Replication Troubleshooting: Log Reader Latency
1. Log Reader Latency script
The script provide below should be run on the publisher server and publishing database. The script will highlight to the DBAs on where the log reader is in the log and how far behind it is to catch up.

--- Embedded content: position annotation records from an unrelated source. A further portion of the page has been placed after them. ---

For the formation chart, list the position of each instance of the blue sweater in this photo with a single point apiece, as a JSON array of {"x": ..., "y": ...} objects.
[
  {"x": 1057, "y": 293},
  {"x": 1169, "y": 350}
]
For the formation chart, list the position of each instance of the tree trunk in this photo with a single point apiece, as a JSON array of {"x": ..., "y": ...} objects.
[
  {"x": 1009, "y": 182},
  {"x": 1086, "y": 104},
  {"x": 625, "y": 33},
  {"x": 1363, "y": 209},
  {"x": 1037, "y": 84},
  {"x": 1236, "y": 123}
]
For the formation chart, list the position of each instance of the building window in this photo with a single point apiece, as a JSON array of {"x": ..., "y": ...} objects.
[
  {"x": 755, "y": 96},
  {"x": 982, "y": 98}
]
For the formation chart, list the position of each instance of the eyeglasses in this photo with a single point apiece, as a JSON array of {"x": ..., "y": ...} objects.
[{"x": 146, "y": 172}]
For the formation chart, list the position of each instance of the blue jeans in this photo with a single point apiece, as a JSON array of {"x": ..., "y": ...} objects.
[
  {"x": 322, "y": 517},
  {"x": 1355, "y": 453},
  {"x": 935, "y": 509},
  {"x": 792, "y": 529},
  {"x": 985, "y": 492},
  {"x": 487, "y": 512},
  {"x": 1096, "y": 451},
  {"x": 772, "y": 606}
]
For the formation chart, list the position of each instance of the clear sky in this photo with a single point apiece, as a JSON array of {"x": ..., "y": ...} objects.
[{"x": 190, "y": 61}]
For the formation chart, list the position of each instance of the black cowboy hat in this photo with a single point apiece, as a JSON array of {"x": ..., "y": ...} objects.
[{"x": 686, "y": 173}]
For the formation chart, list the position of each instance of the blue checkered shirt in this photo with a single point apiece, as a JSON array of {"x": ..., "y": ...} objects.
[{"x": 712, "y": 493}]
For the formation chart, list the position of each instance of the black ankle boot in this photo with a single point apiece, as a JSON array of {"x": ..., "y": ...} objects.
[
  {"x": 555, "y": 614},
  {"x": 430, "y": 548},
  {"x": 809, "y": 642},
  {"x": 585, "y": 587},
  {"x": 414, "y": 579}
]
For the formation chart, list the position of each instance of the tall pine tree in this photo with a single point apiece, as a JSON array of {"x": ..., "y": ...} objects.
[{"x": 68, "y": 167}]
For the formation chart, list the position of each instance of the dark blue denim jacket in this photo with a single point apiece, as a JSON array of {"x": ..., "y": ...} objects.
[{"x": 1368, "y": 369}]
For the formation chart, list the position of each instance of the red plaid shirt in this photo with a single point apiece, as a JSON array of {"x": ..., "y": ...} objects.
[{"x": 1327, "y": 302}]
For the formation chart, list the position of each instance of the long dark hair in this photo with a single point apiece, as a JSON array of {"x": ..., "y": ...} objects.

-- Find log reader agent position in time and latency
-- RUN ON PUBLISHER SERVER
USE csn_product -- Set publication database
GO
DECLARE @LSN NVARCHAR(25)
DECLARE @SPID INT
IF OBJECT_ID('tempdb.dbo.#temp_dbcc_opentran') IS NOT NULL
DROP TABLE #temp_dbcc_opentran
CREATE TABLE #temp_dbcc_opentran (RowName SYSNAME, Value sql_variant)
INSERT INTO #temp_dbcc_opentran EXEC ('DBCC OPENTRAN WITH TABLERESULTS, NO_INFOMSGS');
SELECT @LSN = CAST(Value as NVARCHAR(128)) FROM #temp_dbcc_opentran WHERE RowName = 'REPL_NONDIST_OLD_LSN'
SELECT @SPID = REPLACE(CAST(Value as NVARCHAR(128)),'s','') FROM #temp_dbcc_opentran WHERE RowName = 'OLDACT_SPID'
IF @LSN = '(0:0:0)'
BEGIN
PRINT 'REPL_NONDIST_OLD_LSN = (0:0:0)'
PRINT 'Please try again'
END
ELSE
SELECT @SPID AS [Open transaction SPID] ,
[Begin Time] ,
DATEDIFF(MINUTE, [Begin Time], GETDATE()) AS [Log reader latency (Minutes)]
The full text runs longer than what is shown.